Wer kann vor dir sich hüten?

Ortiz.

Sey barmherzig!

Estrella.

So sprich! sprich, wenn du kannst, unsel'ger Ortiz!
Quell herber Thränen, herberer, als je
Von eines Weibes Auge sind geflossen!
Was hab' ich dir gethan? – Was that dir Bustos?
Sprich, daß er dich gekränkt mit einem Blicke,
Und ich hör' auf zu weinen.

Ortiz.

Weh'!

Estrella.

Was that er dir,
Der gute, würd'ge, tugendhafte Bustos,
Deß Athem Ehre war, der selbst im Schlaf
Von Pflicht und Treu' und Adel nur geträumt,
Der dich geliebt wie seiner Augen Licht,
Er, der dir Alles gab – was that er dir?

Ortiz.

Fragt mich nicht, Stella!

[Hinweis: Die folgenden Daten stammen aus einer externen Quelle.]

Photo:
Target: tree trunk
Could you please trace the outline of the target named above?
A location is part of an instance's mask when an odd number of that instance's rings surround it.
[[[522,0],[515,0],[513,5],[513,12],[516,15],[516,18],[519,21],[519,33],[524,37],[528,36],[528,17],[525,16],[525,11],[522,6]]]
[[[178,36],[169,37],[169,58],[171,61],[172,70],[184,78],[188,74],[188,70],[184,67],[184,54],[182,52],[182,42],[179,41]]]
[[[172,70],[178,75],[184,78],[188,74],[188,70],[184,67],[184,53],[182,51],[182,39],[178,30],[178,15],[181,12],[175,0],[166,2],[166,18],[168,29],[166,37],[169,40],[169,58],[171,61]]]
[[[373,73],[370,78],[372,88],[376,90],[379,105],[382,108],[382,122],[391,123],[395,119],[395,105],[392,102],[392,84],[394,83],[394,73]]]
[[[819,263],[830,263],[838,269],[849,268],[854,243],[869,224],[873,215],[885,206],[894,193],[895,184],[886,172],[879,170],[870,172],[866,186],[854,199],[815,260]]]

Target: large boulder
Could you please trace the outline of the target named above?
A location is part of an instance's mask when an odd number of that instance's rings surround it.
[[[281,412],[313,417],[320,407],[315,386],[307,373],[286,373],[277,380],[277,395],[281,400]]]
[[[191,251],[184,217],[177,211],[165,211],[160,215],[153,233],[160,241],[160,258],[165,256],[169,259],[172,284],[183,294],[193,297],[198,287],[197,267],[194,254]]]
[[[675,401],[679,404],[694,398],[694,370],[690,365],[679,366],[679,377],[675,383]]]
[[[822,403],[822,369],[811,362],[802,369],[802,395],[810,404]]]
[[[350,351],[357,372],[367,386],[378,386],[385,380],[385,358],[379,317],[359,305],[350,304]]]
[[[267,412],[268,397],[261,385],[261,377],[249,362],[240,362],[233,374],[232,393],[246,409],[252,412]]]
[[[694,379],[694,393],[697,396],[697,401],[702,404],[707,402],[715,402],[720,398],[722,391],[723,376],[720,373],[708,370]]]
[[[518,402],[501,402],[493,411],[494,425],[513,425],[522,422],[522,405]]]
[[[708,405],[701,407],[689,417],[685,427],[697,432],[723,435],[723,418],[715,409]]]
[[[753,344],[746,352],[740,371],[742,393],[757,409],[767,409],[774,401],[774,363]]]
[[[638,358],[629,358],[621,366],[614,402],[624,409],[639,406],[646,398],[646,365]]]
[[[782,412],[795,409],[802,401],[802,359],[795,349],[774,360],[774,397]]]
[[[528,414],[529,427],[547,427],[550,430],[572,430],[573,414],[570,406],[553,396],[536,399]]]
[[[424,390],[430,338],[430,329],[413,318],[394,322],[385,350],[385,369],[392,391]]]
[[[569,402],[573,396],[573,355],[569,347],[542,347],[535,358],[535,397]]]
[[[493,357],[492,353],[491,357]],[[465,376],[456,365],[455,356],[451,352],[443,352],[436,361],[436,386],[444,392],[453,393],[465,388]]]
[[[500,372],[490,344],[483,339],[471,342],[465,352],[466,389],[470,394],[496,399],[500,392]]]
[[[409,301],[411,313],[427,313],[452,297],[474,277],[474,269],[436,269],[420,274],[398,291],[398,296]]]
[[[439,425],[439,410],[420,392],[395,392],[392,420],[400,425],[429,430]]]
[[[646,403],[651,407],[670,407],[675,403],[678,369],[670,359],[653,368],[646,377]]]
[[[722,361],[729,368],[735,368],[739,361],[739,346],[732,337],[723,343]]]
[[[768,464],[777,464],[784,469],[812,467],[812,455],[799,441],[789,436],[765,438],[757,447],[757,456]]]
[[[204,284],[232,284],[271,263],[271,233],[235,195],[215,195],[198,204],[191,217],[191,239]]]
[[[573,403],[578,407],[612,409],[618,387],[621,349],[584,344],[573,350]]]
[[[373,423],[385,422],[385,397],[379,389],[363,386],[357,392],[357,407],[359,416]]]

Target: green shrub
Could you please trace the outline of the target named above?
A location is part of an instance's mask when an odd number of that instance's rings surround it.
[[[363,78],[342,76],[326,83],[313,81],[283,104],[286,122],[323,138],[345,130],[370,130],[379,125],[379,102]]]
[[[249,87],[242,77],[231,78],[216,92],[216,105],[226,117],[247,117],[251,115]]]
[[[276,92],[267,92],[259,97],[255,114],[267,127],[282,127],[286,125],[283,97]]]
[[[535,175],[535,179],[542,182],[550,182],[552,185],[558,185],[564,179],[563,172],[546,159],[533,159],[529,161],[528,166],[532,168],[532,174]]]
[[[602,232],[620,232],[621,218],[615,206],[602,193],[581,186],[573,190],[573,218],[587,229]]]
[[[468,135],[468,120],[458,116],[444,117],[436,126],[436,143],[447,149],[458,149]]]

Laßt mich meinem Schicksal!
Verdammt mich, nennt mich grausam, wenn Ihr wollt,
Mein Herz und mein Bewußtseyn spricht mich frei.
Wohl war ich grausam, doch mein Auge floß
In Thränen, als ich's war, und als ich Bustos traf,
Stieß ich in meine Brust, vergoß mein Herzblut.
Ich bin beklagenswürdiger als Ihr! –
Mein Unglück nur allein ist mein Verbrechen;
Ich konnte glücklich sehn und durft' es nicht,
Und sie, die ich geliebt, muß ich verderben!

Estrella.

Wer zwang dich oder was? – So sprich es aus!
Nenn' einen Grund mir, aus Barmherzigkeit!
Wahr oder falsch; nur eine Ursach' sage!

Ortiz.

Mehr sagt' ich schon, als ich gesollt. – Wohl hart,
Doch trostlos nennt' ich dann nicht mein Geschick,
Dürft' ich's Euch klagen. – Nur dieß Eine glaubt:
Ein Mörder bin ich, ein Verbrecher nicht.

Estrella.

O, Theodora, er ist hart wie Stein!
Schlag' an den Felsen, und es fließen Quellen
Aus seiner Brust; doch die bleibt unbewegt.

Ortiz (zu den Alkalden).

O, endet diese Qual, führt mich von hier!

Estrella.

So geh' denn, doppelzüngiger Verräther!
Hüll' in arglistig Schweigen dein Vergehn,
Und auf die Sterne schiebe deine Schuld!
Laß keinen Trost mehr für Estrella übrig,
Wie du begonnen hast, so ende auch!
Was hast du noch zu schonen auf der Welt,
Da selbst das Heiligste du nicht geschont?
Ich aber weiß, was Bustos Schwester ziemt.
Um Rache schreit die Wunde seiner Brust –
Sie soll ihm werden! – Euer Leben such' ich
Und Bustos blut'gen Schatten will ich sühnen!

Ortiz.

O, daß doch glückbekränzt dieß Leben wäre,
So wie es jammervoll, dann wär's ein Opfer! –
Lebt wohl, Estrella, denn, und bleibt mit Gott!
Den Becher hab' ich auf den Grund geleert;
Des Lebens schwerste Stunde ist vorüber,
Was nun noch kommt, ist leicht! – Lebt wohl auf immer!
In Thränen scheid' ich – doch ich scheide gern!

(Er wird abgeführt.)

Estrella.

Hin ist mein Leben! – Nacht um mich! – Kein Schimmer! –
O, Theodora, sieh – das war mein Stern!